Leaders of the committee said Wednesday they have not determined, roughly nine months into their investigation, whether Russia coordinated with the Trump campaign to try to sway the 2016 presidential election.
The Republican committee chairman, North Carolina Sen. Richard Burr, said the committee has interviewed more than 100 witnesses as part of its investigation and that more work still needs to be done. Burr said: "The issue of collusion is still open."
Burr, along with the panel's top Democrat, Virginia Sen. Mark Warner, provided the first major update on a congressional investigation that was launched the same month as President Donald Trump was inaugurated.
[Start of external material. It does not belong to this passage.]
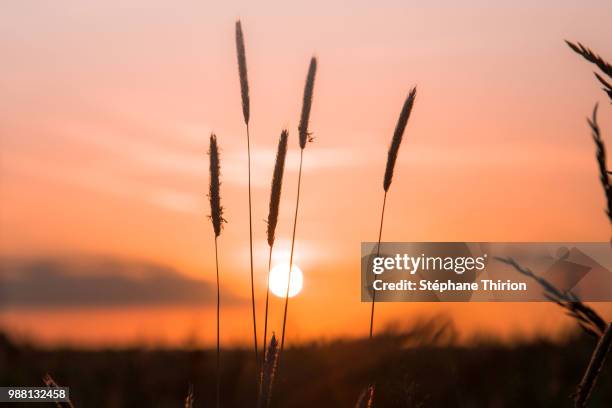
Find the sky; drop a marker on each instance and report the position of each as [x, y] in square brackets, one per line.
[107, 107]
"The committee continues to look at all evidence to see if there was any hint of collusion," Burr said, adding, "I am not going to even discuss initial findings, because we haven't any."
Burr and Warner said that the committee has interviewed more than 100 witnesses, including former Trump campaign chairman Paul Manafort and Trump son-in-law Jared Kushner. More than 100,000 pages of documents have been reviewed.
But the committee has yet to interview some witnesses related to the Trump campaign and a June 2016 meeting that Kushner, Manafort and the president's son, Donald Trump Jr., held with Russians. The committee wants to interview Trump Jr. and everyone else involved with the meeting.
The lawmakers said that though they have reached no conclusion about whether the campaign colluded with the Kremlin — the question also at the heart of a separate criminal investigation by special counsel Robert Mueller — their investigation has left no doubt about a multipronged Russian effort to meddle in American politics.
"The Russian intelligence service is determined, clever, and I recommend every campaign and every election official take this very seriously," Burr said.